Una estrella en el tobillo

PALABRERÍA

Constelación. Al ponerse los calcetines, sentado en la cama, vio la mancha que le había salido en el tobillo. Fran era de susto fácil: examinaba a menudo las pecas, que se le extendían por la epidermis como una constelación, e intentaba navegar por ese mapa espacial con la pericia del piloto galáctico. Cuerpos de diferente tamaño y forma, aunque siempre regulares: aerolitos, lunas, planetas… El inapropiado perfil le llamó la atención. La experiencia le decía que era imposible inventariar cada uno de los lunares y que algunas veces descubría nuevas estructuras que probablemente llevaban allí mucho tiempo y cuya presencia no había advertido por el diminuto tamaño.

Sonámbulo. Aquel cuerpo era distinto. Bajó la cabeza, dobló la espalda en una dolorosa contorsión y alzó el pie. ¿Qué era? La poca luz que entraba por la diminuta ventana del cuarto tampoco le permitía una observación adecuada. Se levantó con el corazón taconeando en un tablao y fue en busca del móvil, que estaba en el comedor. En el sofá, iluminó el tobillo y apareció con claridad una estrella azul con las puntas perfectas. Pensó primero en una broma, en que alguien se lo había pintado, pero vivía solo. Tampoco lo habían llevado a casa borracho ni le habían metido en el cubata ninguna droga para doblegar la voluntad. ¿Era sonámbulo y se la había hecho él mismo? Lo descartó, seguro de que uno no se convertía en sonámbulo de un día para otro y tampoco tenía la pericia para aquella precisión. Humedeció con saliva el dedo índice y lo pasó por encima de la figura con la intención de borrarla. Parecía tinta. Los márgenes no se movieron, solo la piel, que se estiró. Al retirar el dedo, la piel se destensó y las líneas volvieron a la rectitud.

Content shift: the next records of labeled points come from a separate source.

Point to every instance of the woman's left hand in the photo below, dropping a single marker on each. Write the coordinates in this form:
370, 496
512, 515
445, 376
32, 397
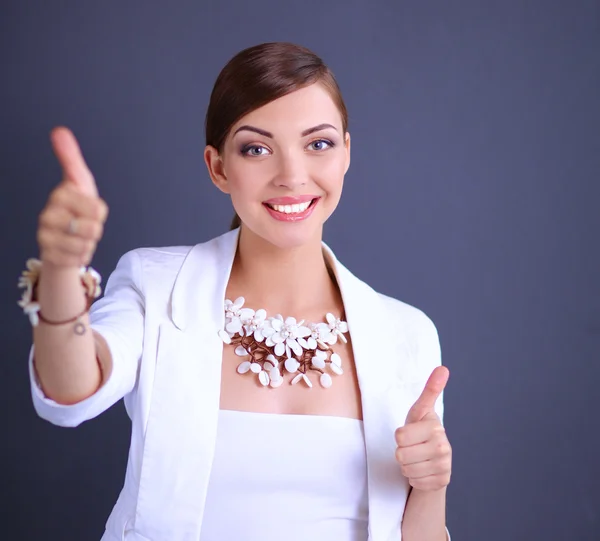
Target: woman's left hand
424, 452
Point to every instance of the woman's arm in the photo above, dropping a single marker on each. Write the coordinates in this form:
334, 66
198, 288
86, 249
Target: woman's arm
425, 516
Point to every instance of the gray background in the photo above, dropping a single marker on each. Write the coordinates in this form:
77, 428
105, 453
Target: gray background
472, 194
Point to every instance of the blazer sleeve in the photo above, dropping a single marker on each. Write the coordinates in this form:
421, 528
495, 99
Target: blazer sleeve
119, 317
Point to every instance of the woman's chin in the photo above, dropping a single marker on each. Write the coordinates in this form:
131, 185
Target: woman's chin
288, 236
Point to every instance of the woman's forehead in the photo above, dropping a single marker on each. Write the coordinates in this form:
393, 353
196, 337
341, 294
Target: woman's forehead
295, 112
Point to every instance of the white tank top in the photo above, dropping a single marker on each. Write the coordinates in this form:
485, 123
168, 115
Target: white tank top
292, 477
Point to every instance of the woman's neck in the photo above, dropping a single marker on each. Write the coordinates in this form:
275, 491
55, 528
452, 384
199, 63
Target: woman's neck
292, 282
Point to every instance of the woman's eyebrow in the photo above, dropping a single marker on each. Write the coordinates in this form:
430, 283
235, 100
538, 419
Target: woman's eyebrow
268, 134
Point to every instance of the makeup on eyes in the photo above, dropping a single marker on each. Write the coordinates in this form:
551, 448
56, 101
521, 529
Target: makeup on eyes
246, 147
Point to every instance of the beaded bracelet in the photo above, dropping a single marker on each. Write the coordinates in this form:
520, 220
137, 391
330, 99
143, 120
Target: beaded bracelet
90, 280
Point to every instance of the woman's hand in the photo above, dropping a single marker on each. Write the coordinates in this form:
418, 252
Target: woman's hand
424, 452
72, 222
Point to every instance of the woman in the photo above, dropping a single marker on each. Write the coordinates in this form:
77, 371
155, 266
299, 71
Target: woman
246, 423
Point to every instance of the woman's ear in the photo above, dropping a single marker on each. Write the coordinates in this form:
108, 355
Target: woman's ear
347, 146
216, 168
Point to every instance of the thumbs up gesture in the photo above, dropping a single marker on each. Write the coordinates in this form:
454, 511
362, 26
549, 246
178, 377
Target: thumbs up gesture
72, 222
423, 450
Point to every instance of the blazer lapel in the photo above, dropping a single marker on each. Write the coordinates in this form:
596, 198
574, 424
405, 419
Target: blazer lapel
383, 402
182, 425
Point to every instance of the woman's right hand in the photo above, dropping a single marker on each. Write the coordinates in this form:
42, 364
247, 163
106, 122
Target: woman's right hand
72, 222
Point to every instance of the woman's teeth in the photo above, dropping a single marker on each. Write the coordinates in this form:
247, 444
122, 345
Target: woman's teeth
291, 209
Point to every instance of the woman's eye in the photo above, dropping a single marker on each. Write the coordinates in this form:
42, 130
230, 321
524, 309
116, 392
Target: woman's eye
321, 144
254, 150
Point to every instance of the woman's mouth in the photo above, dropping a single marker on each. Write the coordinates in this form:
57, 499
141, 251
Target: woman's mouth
292, 213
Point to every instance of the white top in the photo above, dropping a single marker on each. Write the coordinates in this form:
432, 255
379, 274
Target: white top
292, 477
160, 315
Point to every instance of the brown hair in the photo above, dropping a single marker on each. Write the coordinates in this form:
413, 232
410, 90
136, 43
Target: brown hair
259, 75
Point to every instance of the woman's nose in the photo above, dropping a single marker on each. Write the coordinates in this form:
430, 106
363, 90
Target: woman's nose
291, 172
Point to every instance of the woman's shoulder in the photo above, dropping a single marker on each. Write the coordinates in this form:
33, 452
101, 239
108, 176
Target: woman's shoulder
412, 320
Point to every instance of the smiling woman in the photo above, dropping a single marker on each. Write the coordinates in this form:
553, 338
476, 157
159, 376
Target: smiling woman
260, 75
263, 403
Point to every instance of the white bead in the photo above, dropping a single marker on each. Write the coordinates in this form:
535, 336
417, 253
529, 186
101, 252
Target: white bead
225, 336
263, 377
244, 367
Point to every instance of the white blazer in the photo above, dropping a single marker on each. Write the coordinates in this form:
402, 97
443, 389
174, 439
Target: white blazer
160, 314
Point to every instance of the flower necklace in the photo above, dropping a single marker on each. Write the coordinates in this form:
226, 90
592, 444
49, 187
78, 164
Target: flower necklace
272, 345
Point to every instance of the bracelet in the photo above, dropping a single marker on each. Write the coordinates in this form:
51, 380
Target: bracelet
29, 279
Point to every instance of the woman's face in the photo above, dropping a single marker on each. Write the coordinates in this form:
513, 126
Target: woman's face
283, 166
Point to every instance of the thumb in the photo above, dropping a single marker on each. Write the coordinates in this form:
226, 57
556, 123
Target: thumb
433, 389
75, 171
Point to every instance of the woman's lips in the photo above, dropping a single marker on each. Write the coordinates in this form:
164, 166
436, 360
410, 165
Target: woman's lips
292, 216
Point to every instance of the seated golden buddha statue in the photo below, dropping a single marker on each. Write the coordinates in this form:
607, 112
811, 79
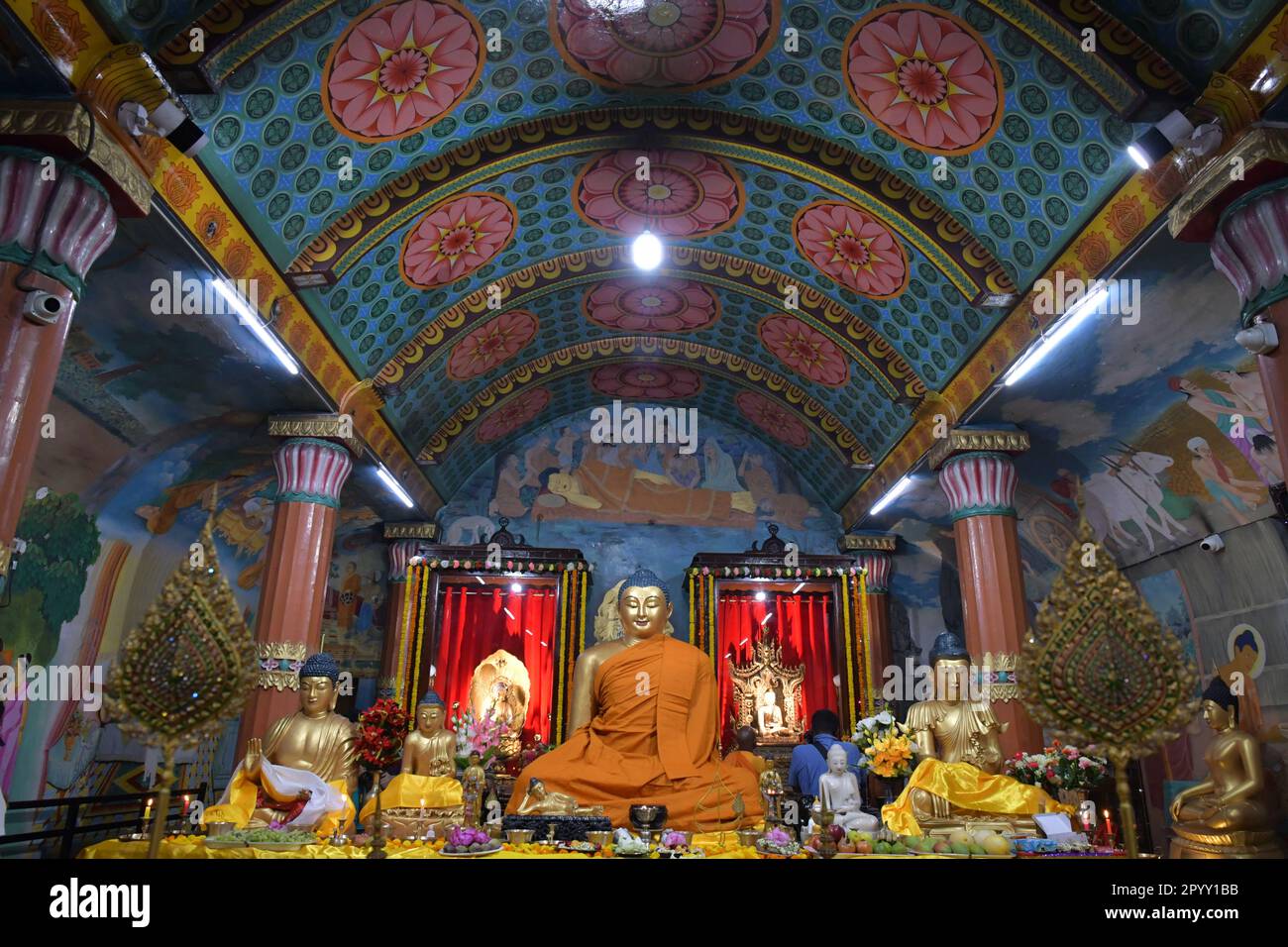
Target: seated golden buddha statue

Cistitis. Se vistió deprisa porque llegaba tarde al trabajo. Estaba entre intrigado y espantado, más lo primero que lo segundo, puesto que le parecía que los melanomas con la forma de estrella no existían. En el metro, se bajó varias veces los calcetines para examinar las cinco puntas, operación que fue repitiendo de forma obsesiva en la oficina, encontrando refugio en el lavabo. Para justificar los encierros, dijo que sufría de cistitis.

Serpentín. Pensó durante todo el día qué podía haber causado aquello. ¿Una intoxicación alimentaria, la picadura de un bicho, el roce con una planta urticante, el escupitajo de un coronavirus, la exposición a material radiactivo? Se fue a dormir sin resolver el enredo y disgustado por el brote que le marcaba la piel. Lo primero que hizo al despertar tras una noche de autos de choque fue coger el tobillo: la estrella seguía allí. Se levantó cabeceando y somnoliento, fue al lavabo y al mirar hacia abajo para orientar el serpentín, se sorprendió con un segundo dibujo en la ingle: un corazón y, en medio, unas letras. Las prisas por acabar hicieron que se rociara las zapatillas de felpa. ‘MAMÁ’, estaba escrito. Sin duda, aquello era un tatuaje, como la estrella. ¿Y por qué su madre? Era una mujer horrible con la que no mantenía ningún contacto y de ninguna manera la quería reivindicada en la piel.

Escápula. Los amaneceres de las mañanas siguientes fueron acompañados de tatuajes. Intentaba estar despierto para atrapar la floración, pero siempre brotaba en un descuido. Visitó a varios dermatólogos sin que le dieran solución a tan extraña dolencia. A los 31 días exactos apareció el último tatuaje. Un dragón rojo en la espalda. Una pieza compleja y hermosa que se movía al compás de las escápulas.

Sentimiento. Por fin, Fran entendió el mensaje: su cuerpo le había pedido cambiar de vida. Comprendió que los tatuajes eran una expresión en la superficie de los gritos profundos. Hizo las paces con su madre, dejó el trabajo, vendió el piso, se compró una moto y una máquina de tatuar. Si a otras personas los sentimientos no les salían de forma espontánea, él los haría nacer a punta de aguja.